You can check the first article of this series: Big Data: Get the data
After having the data, next step is to have a Hadoop cluster or single machine installation to "upload" the data and run the processes.
Even that Hadoop is meant to run on lots and lots of machines at the same time, we can make a single virtual machine installation to run tests and start hacking with it.
If the purpose of your Hadoop learning is just for programming and not be a full system administrator, this is a good way to start.
- There is no need to buy and build several machines
- All inside your own machine
- Running in minutes
- Slower than a real cluster
- Just for testing purposes
Create the Virtual Machine
It comes out of the box with Hadoop, HBase, ZooKeeper, Hive, etc. Just take a look at the sandbox page to see all the details.
Just wait to full start of the machine and you will get a screen with the instructions. It lets you:
- Enter the web interface on http://127.0.0.1:8888/ (Asks for registration). It gives you tutorials and tool preferences.
- SSH the server with ssh email@example.com -p 2222, the password is "hadoop".

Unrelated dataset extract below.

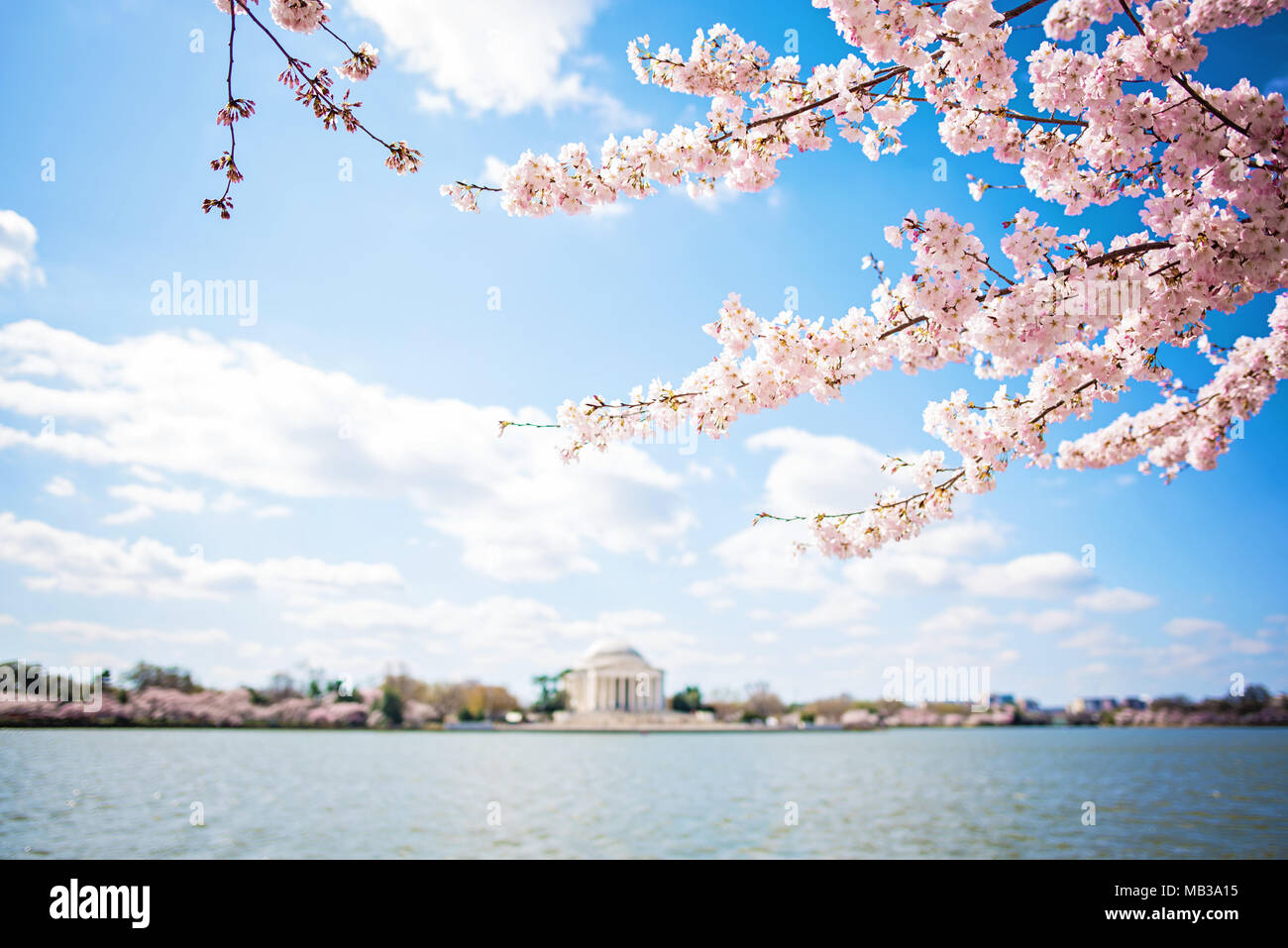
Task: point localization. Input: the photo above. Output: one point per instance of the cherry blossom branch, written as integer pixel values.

- Change to another console inside the virtual machine with Alt+F5
Start hacking with Hadoop
For testing that it works, let's run a little test using Hadoop.
Upload data to HDFS
To allow access to the data into Hadoop environment, we use HDFS (Hadoop Distributed File System). It holds and manages the files and allows access to the processes. In a multi-server environment, HDFS would replicate and share data between several machines.
Note: Some command are run from the client and other are run inside the VM.

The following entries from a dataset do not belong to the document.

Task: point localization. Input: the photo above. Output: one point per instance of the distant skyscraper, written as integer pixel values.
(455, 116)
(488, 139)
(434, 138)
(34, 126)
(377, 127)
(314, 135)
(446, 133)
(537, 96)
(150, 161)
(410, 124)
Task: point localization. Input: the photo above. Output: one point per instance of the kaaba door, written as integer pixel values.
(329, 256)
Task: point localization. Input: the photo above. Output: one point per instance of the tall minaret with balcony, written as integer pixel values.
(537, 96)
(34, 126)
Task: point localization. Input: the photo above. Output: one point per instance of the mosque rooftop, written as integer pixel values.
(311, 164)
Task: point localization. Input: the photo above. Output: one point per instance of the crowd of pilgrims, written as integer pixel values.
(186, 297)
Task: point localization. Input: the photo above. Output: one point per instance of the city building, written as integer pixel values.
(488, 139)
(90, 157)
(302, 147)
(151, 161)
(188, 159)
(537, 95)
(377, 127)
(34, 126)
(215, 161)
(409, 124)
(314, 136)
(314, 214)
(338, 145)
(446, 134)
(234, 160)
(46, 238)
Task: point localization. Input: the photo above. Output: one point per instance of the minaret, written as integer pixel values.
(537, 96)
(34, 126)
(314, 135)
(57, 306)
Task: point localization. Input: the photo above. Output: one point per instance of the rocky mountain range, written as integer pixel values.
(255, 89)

The user to log and access by ssh is hue, the default user for the web interface.
Create the 'boe' folder: this folder will hold the input data to our job.

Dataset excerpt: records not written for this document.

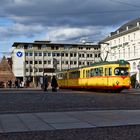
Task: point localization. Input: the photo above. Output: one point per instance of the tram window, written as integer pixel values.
(100, 71)
(75, 74)
(87, 73)
(65, 76)
(108, 71)
(60, 76)
(121, 71)
(83, 73)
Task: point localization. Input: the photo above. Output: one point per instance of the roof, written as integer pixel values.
(50, 43)
(6, 73)
(131, 25)
(120, 62)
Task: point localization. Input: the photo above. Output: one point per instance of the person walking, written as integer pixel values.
(54, 84)
(45, 83)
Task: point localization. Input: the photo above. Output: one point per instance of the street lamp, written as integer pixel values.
(99, 44)
(138, 66)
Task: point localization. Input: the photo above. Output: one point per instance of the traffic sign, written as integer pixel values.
(19, 54)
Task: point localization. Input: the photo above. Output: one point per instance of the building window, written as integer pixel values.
(31, 62)
(134, 66)
(26, 62)
(134, 50)
(26, 53)
(40, 54)
(49, 54)
(49, 62)
(30, 46)
(43, 46)
(45, 62)
(40, 62)
(45, 54)
(36, 54)
(40, 70)
(124, 52)
(128, 52)
(31, 54)
(119, 54)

ssh firstname.lastname@example.org -p 2222 "hdfs dfs -mkdir boe"
Upload BOE-A-2013-1 file to boe/BOE-A-2013-1 file on HDFS. The cat command avoids to upload the file to the VM and then to the HDFS.
cat BOE-A-2013-1 | ssh email@example.com -p 2222 "hdfs dfs -put - boe/BOE-A-2013-1"
It is possible to check the results on the web interface http://127.0.0.1:8000/filebrowser/
Run a test map/reduce job
Log on the VM and download the wordcount.jar, it contains the java classes to run the job.
ssh firstname.lastname@example.org -p 2222 [hue@sandbox ~]$ wget https://github.com/jmaister/wordcount/blob/master/wordcount.jar?raw=true
Execute the JAR with hadoop.
[hue@sandbox ~]$ hadoop jar wordcount.jar com.jordiburgos.WordCount boe wordcountout ... ... INFO mapreduce.Job: The url to track the job: ...:8088/proxy/application_1386615892390_0013/ ... INFO mapreduce.Job: Running job: job_1386615892390_0013 ... INFO mapreduce.Job: Job job_1386615892390_0013 running in uber mode : false ... INFO mapreduce.Job: map 0% reduce 0% ... INFO mapreduce.Job: map 100% reduce 0% ... INFO mapreduce.Job: map 100% reduce 100% ... INFO mapreduce.Job: Job job_1386615892390_0013 completed successfully ... INFO mapreduce.Job: Counters: 43 File System Counters... Job Counters... Map-Reduce Framework...
Now that the job has ended, the results are available con the wordcountout HFDS folder. There are two options to see the results. http://127.0.0.1:8000/filebrowser/ or using and HDFS command:
[hue@sandbox ~]$ hdfs dfs -cat "wordcountout/part-r-00000" CONFORMIDAD 1 ESS/1/2012, 4 ESS/2825/2012, 1 El 1 Empleo 4 Laboral 1 Ley 3 Ministerio 2 Ministra 1 Oficial 2 Orden 5 Seguridad 4 Social 1 ...
The result is a file with the words and the number of occurrences. Quite easy and fast with any programming language, but this is juast a test.
The single node hadoop is now up and running and we can send jobs to be executed.
On next articles of the series, a better example of a MapReduce implementation will be done. To read and process all the XML files from the first article: Big Data: Get the data.
Also, there will be room for another article how to automatically build the JAR for running the Hadoop job.